Una data che per molti rappresenta un giorno come un altro.
Ma non per gli abitanti della piccola Repubblica di San Marino. Perché questo giorno, per loro, ha segnato una vittoria: quella del sì al referendum popolare per l’abolizione della legge contro l’aborto, che condannava qualunque donna decidesse di compiere questa scelta a una pena minima di sei anni di reclusione.
Con questo sì, gli uomini e le donne di San Marino, uniti nell’affrontare un nemico comune, ovvero una mentalità chiusa e opprimente, hanno riscritto la storia.
E per farlo è bastato un segno a matita su una scheda.

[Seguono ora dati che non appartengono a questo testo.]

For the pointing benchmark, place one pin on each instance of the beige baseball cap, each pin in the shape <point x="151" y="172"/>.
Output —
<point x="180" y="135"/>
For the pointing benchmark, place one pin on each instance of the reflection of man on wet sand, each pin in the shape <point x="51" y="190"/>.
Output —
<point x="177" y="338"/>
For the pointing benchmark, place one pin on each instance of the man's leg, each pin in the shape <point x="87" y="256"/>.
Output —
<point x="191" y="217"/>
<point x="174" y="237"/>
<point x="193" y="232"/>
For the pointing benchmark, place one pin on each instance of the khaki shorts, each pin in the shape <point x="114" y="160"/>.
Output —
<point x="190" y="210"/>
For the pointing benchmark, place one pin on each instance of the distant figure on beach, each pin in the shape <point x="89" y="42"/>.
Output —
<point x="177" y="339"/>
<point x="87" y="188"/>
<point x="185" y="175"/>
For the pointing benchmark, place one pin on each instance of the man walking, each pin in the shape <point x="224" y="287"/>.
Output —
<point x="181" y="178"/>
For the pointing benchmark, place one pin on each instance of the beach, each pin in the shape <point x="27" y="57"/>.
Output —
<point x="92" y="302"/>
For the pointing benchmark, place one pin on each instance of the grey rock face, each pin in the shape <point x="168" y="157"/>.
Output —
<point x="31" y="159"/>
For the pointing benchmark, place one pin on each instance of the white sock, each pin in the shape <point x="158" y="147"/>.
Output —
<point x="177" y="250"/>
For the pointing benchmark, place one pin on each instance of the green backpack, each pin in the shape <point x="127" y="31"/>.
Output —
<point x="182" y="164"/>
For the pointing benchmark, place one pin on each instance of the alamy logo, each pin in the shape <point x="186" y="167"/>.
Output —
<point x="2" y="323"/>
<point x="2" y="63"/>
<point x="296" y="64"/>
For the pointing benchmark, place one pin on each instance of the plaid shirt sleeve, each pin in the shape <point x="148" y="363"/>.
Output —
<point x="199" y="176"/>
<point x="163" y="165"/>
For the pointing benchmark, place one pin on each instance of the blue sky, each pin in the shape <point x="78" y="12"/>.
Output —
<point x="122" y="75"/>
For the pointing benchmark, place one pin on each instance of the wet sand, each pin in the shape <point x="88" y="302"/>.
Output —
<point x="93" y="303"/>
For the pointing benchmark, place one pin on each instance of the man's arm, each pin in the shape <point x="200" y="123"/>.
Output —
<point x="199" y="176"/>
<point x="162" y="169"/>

È bastato il coraggio di schierarsi dalla parte di una scelta libera, in totale autonomia.
Un risultato accolto come una conquista fondamentale dalle donne de “l’Unione delle Donne Sammarinesi” (Uds), che da diciotto anni lottano per la depenalizzazione dell’aborto e l’abrogazione di una legge ingiusta, datata, promulgata per la prima volta nel 1865, per non concedere alle donne la libertà di decidere se divenire madri oppure no.
Una legge creata oltre 150 anni fa per negare il giusto supporto, sanitario e psicologico, a una decisione così difficile, delicata e personale, senza sentirsi giudicate, dichiarate colpevoli, trattate alla stregua di criminali senza scrupoli.
“Le donne hanno avuto fiducia in noi.”
Queste le parole con cui le rappresentanti del direttivo Uds hanno accolto il trionfo del sì a un referendum per cui tanto si sono battute e in cui hanno creduto fermamente.
Parole che sono specchio di una solidarietà non soltanto femminile, ma umana, portatrice di un doveroso rispetto per la conquista di diritti inalienabili, che ancora oggi, purtroppo, si fatica a riconoscere.